Ответ будет краток: черная дыра властолюбия буквально всосала в себя Александра Павловича. И первый шаг в направлении к ней он сделал уже в 1796 году, когда, казалось, был предельно далек от желания властвовать.
   Вернемся еще один – и последний – раз к цитированным письмам великого князя Кочубею и Лагарпу о перспективе ухода.
   Естественно, их нельзя читать глазами людей XX века; великокняжеские послания нужно просеивать сквозь сито эпистолярных норм той эпохи – понимая, что и тема, и стиль, и образный ряд отражают внутренний мир адресата полнее и ярче, нежели замысел самого пишущего. С нежным юношей Кочубеем полагается играть в пастораль, беседовать об изучении природы в обществе друзей, делиться возвышенным намерением отречься от неприглядного поприща. С наставником Лагарпом, мужем, преисполненным римских добродетелей и республиканских идей, следует собеседовать о вещах более важных, изъясняться строго, не примешивая излишнюю чувствительность и как бы давая отчет в государственных планах, расчисленных по календарю. Одному уместнее поведать о рейнской ферме, другому – о парламентской демократии; обоим – о непорядке в управлении, обиженном хлебопашце и униженном труженике. Открываться до конца и напрямую не полагается никому.
   Но это не значит, что эпистолярий не содержит личных переживаний и выстраданных идей; они образуют сгусток смыслов, остающихся после вычитания общих мест и прециозных стилистических жестов. Так вот, в осадок «кочубеевского» письма выпадает мысль об отказе не от власти как таковой, но от власти как средоточия опасностей, властителю грозящих. От риска не справиться с единоличным управлением неупорядоченной империей; от страха не выдержать напряжение пожизненного труда по ее упорядочению. Именно цена самодержавности смущает потенциального самодержца; именно непосильный груз личной ответственности останавливает его. Страх этот вполне естествен и оправдан; вряд ли мы найдем в истории хотя бы одного вменяемого наследника, которому он не был бы знаком. Но страх не может, не должен довлеть всему; одолевая его, престолонаследник проявляет доблесть самопожертвования и получает моральное право властвовать над своими подданными.

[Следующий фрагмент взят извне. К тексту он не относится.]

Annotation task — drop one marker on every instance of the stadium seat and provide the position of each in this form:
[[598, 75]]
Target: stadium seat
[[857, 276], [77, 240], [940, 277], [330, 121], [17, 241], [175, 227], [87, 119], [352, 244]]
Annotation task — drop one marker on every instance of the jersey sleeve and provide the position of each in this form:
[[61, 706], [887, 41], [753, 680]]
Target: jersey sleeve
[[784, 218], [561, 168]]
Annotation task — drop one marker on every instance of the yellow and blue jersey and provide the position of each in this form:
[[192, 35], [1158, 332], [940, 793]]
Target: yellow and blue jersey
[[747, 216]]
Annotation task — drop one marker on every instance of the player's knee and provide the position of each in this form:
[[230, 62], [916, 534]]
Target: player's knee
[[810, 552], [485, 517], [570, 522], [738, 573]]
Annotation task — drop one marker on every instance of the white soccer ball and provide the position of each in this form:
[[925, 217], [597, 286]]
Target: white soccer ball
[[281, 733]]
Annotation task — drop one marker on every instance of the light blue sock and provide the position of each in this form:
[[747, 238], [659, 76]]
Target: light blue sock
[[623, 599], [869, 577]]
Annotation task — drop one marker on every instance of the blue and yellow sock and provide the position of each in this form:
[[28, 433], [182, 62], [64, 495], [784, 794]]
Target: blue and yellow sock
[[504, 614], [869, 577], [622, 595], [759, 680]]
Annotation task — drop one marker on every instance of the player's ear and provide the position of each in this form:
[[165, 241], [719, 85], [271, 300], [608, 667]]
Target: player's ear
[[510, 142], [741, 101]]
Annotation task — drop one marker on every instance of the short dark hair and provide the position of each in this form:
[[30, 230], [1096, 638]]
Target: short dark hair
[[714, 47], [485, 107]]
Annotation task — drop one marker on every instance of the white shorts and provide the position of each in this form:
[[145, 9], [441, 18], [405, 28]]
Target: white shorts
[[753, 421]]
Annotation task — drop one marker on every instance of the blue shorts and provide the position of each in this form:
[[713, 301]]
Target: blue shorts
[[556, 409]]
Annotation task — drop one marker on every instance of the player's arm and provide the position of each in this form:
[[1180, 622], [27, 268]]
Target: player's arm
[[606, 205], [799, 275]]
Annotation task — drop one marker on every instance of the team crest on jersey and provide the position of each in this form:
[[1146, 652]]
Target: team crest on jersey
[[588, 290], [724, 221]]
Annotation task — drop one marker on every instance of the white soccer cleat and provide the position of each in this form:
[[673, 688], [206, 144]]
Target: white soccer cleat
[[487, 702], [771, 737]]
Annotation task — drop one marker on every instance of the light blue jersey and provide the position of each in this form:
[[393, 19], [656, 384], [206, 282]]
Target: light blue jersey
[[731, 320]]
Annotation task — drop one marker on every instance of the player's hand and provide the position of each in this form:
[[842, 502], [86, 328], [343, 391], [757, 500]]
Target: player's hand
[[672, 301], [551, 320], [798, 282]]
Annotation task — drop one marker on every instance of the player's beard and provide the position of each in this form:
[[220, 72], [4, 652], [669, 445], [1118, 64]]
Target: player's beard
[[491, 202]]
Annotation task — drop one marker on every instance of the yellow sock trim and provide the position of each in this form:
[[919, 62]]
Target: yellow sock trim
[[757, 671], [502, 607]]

   Ради пущего контраста нарушим хронологию, сопоставим «манифест об отречении» образца 1796 года с попыткой обменять трон на тихое счастье домашней жизни, какую спустя семьдесят лет предпримет другой великий князь, другой Александр.
   До 1865 года один из сыновей Александра II, Александр Александрович, и не предполагал, что ему предстоит войти в русскую историю под именем Александра III, – и наслаждался платоническим романом с юной фрейлиной, княжной Мещерской. Мимолетное увлечение постепенно перерастало в серьезное чувство; князь уже обдумывал семейственную перспективу, как вдруг 12 апреля 1865-го его старший брат, цесаревич Николай Александрович, скончался в Ницце от менингита. Роковое право занять трон, неотделимое от роковой обязанности принять на себя все матримониальные (то есть брачные) ограничения, обрушились на двадцатилетнего Александра. В дневнике своем он записал:
   «Все сожалели и сожалеют Отца и Мать, но они лишились только сына, правда, любимого Матерью больше других, но обо мне никто не подумал, чего я лишился: брата, друга и что всего ужаснее – это его наследство, которое он мне передал… Может быть, я часто забывал в глазах других мое назначение, но в душе моей всегда было это чувство, что я не для себя должен жить, а для других; тяжелая и трудная обязанность. Но: "Да будет Воля Твоя, Боже"»[73].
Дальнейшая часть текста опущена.